Santa Rosa music festival a hit despite sudden hail storm

Jason Schneider sipped a Lagunitas IPA in the sunshine Sunday as he watched his daughters in Railroad Square chase bubbles made by a woman in a pink polka-dot dress with a rainbow on her cheek.

As he savored his local brew, his wife Laura, drinking a plastic cup of Virginia Dare chardonnay, said something that will be music to the ears of the organizers of the third annual Railroad Square Music Festival.

“I like this better than BottleRock!” she said.

The Santa Rosa event’s kid-friendly vibe, the historic charm of Railroad Square and the impressive musical acts all made Laura Schneider feel that Napa’s high-end, high-octane music fest had nothing on downtown’s day of free down-home music.

With more than a dozen live acts on four stages, the event was the largest ever and on track — before the sudden rain and hail showers — to draw an attendance of about 5,000, said festival founder Josh Windmiller.

“Everybody realizes that this is good for Santa Rosa,” Windmiller said. “We’ve got these streets, and we’ve got these neighborhoods and we’ve got this music, so it feels like a waste to not do this.”

The stormy weather, while it caused some revelers to duck for cover a couple times, didn’t dampen spirits at the event, a blend of a family-friendly farmer’s market and a hipster circus set to live music.

“This is how a farmer’s market should be!” said Ruby Edwards, of Petaluma, who kept her Revolution Bread booth up longer than she might have once the crowds started swelling after 2 p.m.

The noon-to-7 p.m. festival had a couple hours of overlap with the West End Farmer’s Market. Several food trucks supplemented the Railroad Square restaurants and bars, many of which were packed during the event.

The festival rose from the ashes of the Great Handcar Regatta, the popular, whimsical steam-punk infused mad dash down a largely unused rail line. Upgrades to bring the Sonoma Marin Area Rail Transit to life sent the regatta packing, but Windmiller sought to keep that lifeline to the city’s arts community alive.

A nod to that handcar history was on display with two of the more elaborate contraptions parked outside Jack and Tony’s restaurant, as parents hoisted their toddlers up into the driver’s seats for photo-ops.

Performers from the Circus Maximus, including women on stilts dressed as a zebra and cheetah, added to the theatical atmosphere of the event.

New this year was the closure of Fourth and Fifth Streets between Davis and Wilson, creating an open, U-shaped venue that didn’t keep drinkers penned into one particular area.
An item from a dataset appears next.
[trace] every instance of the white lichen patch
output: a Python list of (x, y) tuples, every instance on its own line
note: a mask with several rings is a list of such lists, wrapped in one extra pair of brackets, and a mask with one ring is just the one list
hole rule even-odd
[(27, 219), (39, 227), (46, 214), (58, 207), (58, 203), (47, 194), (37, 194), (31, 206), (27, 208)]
The musical genres ran the gamut, from the bluesy rock of John Courage, who also rocked a red-white-and-blue headband, to Andy Graham blowing a pair of didgeridoos, to Corwin Zekley and his pals busting out some Django-tinged klezmer music that inspired local gallery owners Robin and Simmon Factor to do a little impromptu softshoe in the middle of Wilson Street.

Zekley, who plays violin, said the festival’s growth is a testament to the city’s growing arts scene.

“I really love the music community here,” Zekley said. “It’s really growing and people are appreciating it, obviously.”